2012-11-20 20:25:45

by Dave Hansen

[permalink] [raw]
Subject: [3.7-rc6] capture_free_page() frees page without accounting for them??

Hi Mel,

I'm chasing an apparent memory leak introduced post-3.6. The
interesting thing is that it appears that the pages are in the
allocator, but not being accounted for:

http://www.spinics.net/lists/linux-mm/msg46187.html
https://bugzilla.kernel.org/show_bug.cgi?id=50181

I started auditing anything that might be messing with NR_FREE_PAGES,
and came across commit 1fb3f8ca. It does something curious with
capture_free_page() (previously known as split_free_page()).

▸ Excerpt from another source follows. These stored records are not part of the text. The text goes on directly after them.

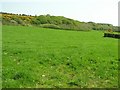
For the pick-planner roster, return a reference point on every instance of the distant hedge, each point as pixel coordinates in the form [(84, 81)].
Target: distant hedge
[(57, 22)]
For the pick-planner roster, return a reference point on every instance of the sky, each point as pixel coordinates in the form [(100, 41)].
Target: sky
[(99, 11)]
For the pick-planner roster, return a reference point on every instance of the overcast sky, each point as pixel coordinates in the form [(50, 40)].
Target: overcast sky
[(100, 11)]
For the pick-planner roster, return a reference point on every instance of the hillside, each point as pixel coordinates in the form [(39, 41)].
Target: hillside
[(56, 22)]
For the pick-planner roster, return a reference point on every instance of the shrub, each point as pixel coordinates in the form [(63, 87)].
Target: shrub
[(50, 26)]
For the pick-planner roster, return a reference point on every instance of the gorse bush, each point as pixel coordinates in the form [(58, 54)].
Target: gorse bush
[(56, 22), (50, 26)]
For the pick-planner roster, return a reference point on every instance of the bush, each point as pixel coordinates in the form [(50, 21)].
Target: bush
[(50, 26)]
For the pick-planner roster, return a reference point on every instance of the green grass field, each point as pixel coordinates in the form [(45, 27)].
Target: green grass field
[(48, 58)]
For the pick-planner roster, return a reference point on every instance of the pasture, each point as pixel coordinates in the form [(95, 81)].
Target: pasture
[(50, 58)]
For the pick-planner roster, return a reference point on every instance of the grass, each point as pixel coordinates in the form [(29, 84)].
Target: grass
[(48, 58)]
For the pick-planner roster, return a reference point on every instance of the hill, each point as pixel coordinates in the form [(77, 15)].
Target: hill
[(56, 22)]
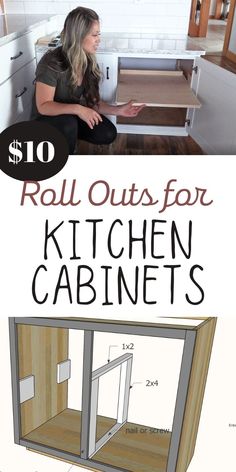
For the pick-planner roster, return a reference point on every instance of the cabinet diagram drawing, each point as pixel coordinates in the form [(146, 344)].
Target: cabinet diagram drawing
[(110, 395)]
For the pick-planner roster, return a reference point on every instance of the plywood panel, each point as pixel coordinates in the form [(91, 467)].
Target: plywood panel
[(156, 116), (156, 89), (134, 447), (40, 349), (199, 371)]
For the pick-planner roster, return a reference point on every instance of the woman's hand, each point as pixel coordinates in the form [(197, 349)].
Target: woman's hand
[(90, 116), (129, 109)]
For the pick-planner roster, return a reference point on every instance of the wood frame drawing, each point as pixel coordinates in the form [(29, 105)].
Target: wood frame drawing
[(198, 341)]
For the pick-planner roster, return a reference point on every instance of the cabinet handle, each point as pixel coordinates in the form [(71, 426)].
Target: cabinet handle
[(16, 57), (18, 95)]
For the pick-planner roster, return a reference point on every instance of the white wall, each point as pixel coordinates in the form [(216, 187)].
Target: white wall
[(167, 17), (212, 7)]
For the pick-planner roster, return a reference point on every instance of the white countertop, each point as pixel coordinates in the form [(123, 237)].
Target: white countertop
[(13, 26), (138, 44)]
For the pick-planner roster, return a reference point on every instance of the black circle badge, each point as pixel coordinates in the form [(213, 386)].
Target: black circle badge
[(32, 150)]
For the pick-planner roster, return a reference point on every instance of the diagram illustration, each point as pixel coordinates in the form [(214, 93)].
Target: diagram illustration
[(110, 395)]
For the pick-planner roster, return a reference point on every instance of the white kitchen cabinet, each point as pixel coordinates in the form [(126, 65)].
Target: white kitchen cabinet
[(108, 85), (108, 66), (17, 74), (213, 126), (16, 96)]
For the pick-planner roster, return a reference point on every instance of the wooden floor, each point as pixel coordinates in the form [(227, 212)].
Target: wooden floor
[(137, 144), (133, 448)]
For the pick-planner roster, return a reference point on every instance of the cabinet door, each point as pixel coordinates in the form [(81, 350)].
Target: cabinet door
[(108, 84), (16, 96), (213, 125)]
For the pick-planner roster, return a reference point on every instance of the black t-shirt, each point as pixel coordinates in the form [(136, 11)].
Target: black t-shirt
[(50, 74)]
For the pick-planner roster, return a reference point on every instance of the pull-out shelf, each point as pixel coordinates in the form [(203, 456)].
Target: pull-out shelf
[(166, 94), (156, 88)]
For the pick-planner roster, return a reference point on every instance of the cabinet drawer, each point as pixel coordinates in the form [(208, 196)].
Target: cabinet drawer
[(15, 54), (16, 95), (156, 88)]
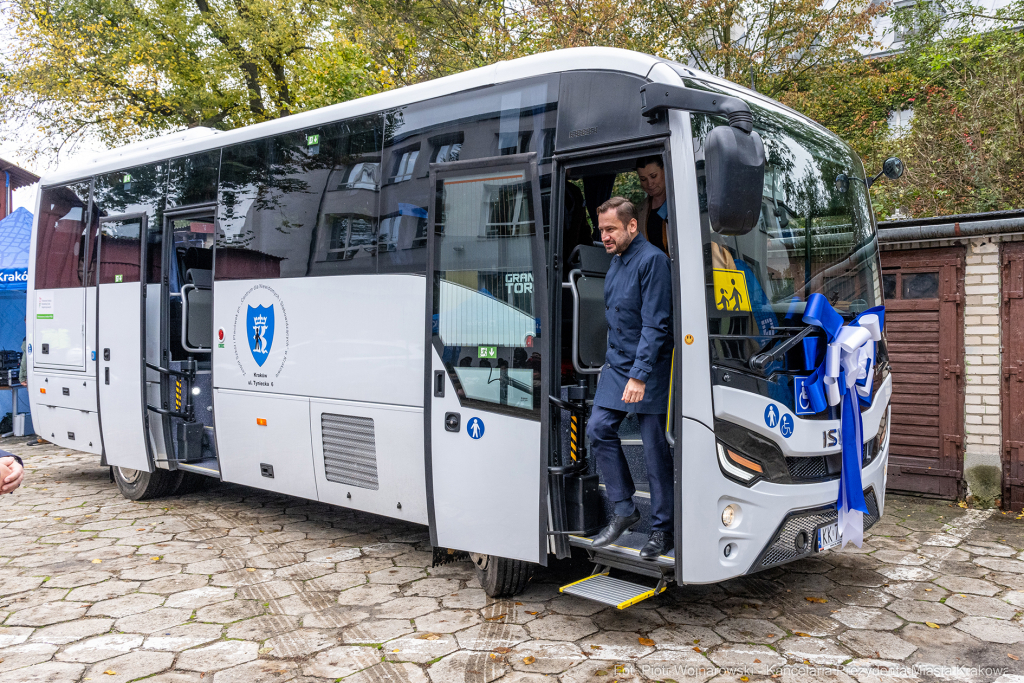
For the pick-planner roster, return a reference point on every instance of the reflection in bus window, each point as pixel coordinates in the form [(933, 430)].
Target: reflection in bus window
[(60, 237), (484, 301)]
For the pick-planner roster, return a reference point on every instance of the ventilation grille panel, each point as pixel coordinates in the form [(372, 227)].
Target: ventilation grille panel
[(349, 451)]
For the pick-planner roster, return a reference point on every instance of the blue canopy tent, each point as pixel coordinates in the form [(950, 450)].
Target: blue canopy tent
[(15, 233)]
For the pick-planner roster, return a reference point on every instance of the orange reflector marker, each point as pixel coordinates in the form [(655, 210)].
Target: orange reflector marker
[(745, 462)]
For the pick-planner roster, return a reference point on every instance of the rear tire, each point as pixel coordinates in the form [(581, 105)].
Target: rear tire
[(139, 485), (500, 577)]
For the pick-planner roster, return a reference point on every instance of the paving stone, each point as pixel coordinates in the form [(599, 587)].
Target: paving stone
[(52, 612), (69, 632), (815, 650), (991, 630), (100, 647), (49, 672), (261, 671), (676, 666), (469, 598), (129, 667), (219, 655), (475, 667), (299, 643), (879, 644), (229, 610), (340, 662), (26, 654), (420, 647), (200, 597), (749, 631), (492, 635), (754, 658), (182, 637), (866, 617), (387, 671), (976, 605), (561, 627), (450, 621), (406, 607), (368, 595), (918, 610), (376, 631)]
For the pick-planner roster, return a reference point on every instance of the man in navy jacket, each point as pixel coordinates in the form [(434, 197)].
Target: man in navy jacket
[(636, 375)]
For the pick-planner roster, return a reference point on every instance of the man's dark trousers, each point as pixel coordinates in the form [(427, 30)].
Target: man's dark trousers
[(607, 450)]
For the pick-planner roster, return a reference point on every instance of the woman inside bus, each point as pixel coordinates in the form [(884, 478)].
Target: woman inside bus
[(652, 213)]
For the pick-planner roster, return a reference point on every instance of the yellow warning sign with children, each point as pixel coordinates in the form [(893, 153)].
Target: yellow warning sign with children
[(730, 290)]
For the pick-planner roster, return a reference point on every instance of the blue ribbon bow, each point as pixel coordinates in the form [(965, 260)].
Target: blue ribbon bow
[(845, 378)]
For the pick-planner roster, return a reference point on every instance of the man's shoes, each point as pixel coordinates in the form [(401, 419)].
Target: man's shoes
[(614, 529), (659, 544)]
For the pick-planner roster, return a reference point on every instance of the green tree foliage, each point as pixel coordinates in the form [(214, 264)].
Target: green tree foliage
[(123, 70)]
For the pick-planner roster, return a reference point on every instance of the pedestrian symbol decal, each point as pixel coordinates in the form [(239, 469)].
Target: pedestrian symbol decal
[(730, 290), (785, 426), (260, 328)]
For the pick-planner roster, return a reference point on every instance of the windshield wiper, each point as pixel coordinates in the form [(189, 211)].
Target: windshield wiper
[(761, 360)]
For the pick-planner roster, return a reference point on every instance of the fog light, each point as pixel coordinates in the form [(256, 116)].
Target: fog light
[(729, 515)]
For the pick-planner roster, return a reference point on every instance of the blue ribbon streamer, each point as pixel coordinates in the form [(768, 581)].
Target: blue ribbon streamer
[(820, 313)]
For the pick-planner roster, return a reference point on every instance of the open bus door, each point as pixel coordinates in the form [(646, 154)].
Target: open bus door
[(121, 341), (485, 389)]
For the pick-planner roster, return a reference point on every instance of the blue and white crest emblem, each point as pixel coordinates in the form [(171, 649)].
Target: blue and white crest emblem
[(260, 327)]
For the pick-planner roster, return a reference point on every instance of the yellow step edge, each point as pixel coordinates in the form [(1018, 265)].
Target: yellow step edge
[(582, 580), (642, 596)]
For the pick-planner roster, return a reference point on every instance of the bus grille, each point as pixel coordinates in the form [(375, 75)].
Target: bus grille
[(349, 451), (782, 547)]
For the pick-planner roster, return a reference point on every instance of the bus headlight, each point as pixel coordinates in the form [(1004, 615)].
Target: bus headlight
[(737, 466), (728, 515)]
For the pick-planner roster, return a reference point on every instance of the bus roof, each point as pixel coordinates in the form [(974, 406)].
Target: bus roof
[(199, 139)]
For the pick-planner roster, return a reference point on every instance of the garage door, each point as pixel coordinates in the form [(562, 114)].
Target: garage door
[(1013, 376), (924, 292)]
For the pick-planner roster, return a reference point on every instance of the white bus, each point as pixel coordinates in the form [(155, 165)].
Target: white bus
[(394, 304)]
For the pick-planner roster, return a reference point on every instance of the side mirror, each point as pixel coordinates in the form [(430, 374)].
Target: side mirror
[(734, 163), (893, 168)]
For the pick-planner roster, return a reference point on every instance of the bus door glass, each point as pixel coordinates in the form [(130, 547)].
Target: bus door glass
[(121, 340), (485, 301)]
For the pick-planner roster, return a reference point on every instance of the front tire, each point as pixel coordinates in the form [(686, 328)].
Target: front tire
[(500, 577), (140, 485)]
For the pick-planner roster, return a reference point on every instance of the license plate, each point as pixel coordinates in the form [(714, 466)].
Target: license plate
[(828, 537)]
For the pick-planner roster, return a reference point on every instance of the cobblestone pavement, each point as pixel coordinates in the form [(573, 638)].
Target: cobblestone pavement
[(235, 585)]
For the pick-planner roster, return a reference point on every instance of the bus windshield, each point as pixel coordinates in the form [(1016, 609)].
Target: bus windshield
[(815, 235)]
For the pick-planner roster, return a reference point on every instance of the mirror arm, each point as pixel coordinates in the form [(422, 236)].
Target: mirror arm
[(656, 98)]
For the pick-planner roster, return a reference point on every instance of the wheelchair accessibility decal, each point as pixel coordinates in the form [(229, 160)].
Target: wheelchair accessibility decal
[(775, 418)]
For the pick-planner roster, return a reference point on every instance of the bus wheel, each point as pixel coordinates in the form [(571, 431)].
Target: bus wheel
[(500, 577), (140, 485)]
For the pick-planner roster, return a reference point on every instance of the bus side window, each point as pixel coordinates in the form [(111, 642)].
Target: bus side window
[(60, 251)]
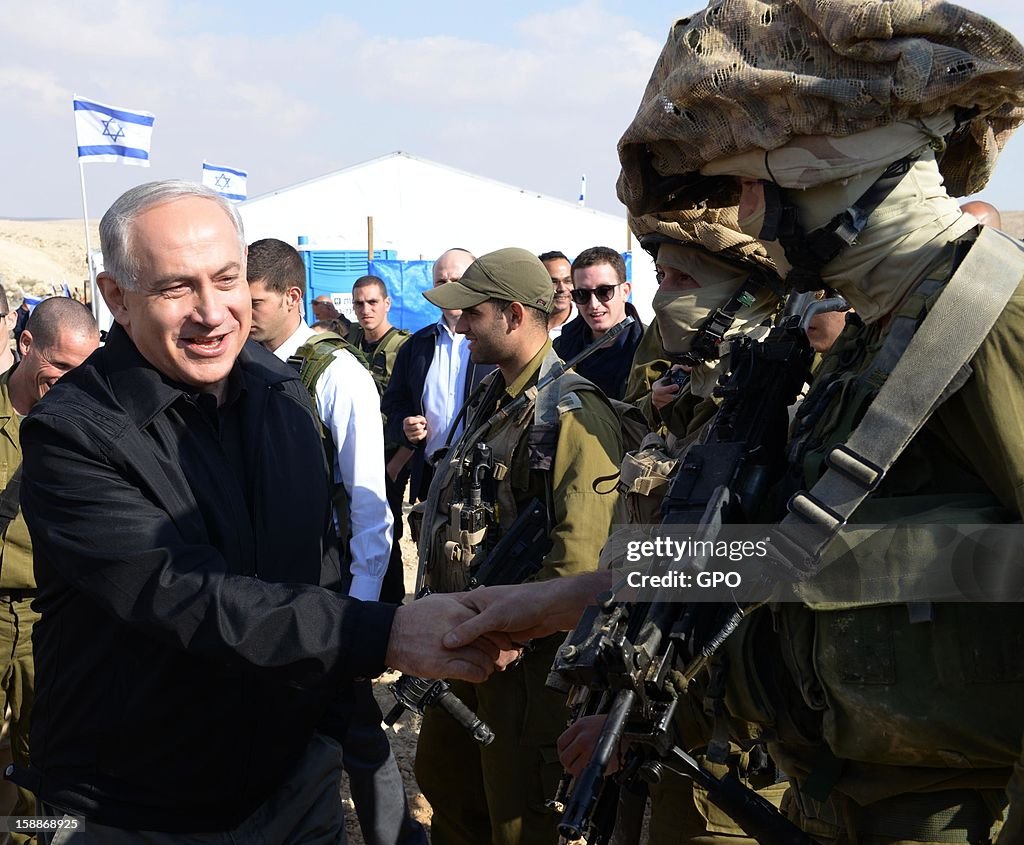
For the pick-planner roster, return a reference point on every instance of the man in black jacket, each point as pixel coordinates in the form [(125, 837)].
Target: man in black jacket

int capture_free_page(struct page *page, int alloc_order,
...
__mod_zone_page_state(zone, NR_FREE_PAGES, -(1UL << order));

- /* Split into individual pages */
- set_page_refcounted(page);
- split_page(page, order);
+ if (alloc_order != order)
+ expand(zone, page, alloc_order, order,
+ &zone->free_area[order], migratetype);

Note that expand() puts the pages _back_ in the allocator, but it does
not bump NR_FREE_PAGES. We "return" alloc_order' worth of pages, but we
accounted for removing 'order'.

I _think_ the correct fix is to just:

- __mod_zone_page_state(zone, NR_FREE_PAGES, -(1UL << order));
+ __mod_zone_page_state(zone, NR_FREE_PAGES, -(1UL << alloc_order));

I'm trying to confirm the theory my making this happen a bit more often,
but I'd appreciate a second pair of eyes on the code in case I'm reading
it wrong.


2012-11-21 00:49:13

by Dave Hansen

[permalink] [raw]
Subject: Re: [3.7-rc6] capture_free_page() frees page without accounting for them??

I'm really evil, so I changed the loop in compact_capture_page() to
basically steal the highest-order page it can. This shouldn't _break_
anything, but it does ensure that we'll be splitting pages that we find
more often and recreating this *MUCH* faster:

- for (order = cc->order; order < MAX_ORDER; order++) {
+ for (order = MAX_ORDER - 1; order >= cc->order;order--)

I also augmented the area in capture_free_page() that I expect to be
leaking:

if (alloc_order != order) {
static int leaked_pages = 0;
leaked_pages += 1<<order;
leaked_pages -= 1<<alloc_order;
printk("%s() alloc_order(%d) != order(%d) leaked %d\n",
__func__, alloc_order, order,
leaked_pages);
expand(zone, page, alloc_order, order,
&zone->free_area[order], migratetype);
}

I add up all the fields in buddyinfo to figure out how much _should_ be
in the allocator and then compare it to MemFree to get a guess at how
much is leaked. That number correlates _really_ well with the
"leaked_pages" variable above. That pretty much seals it for me.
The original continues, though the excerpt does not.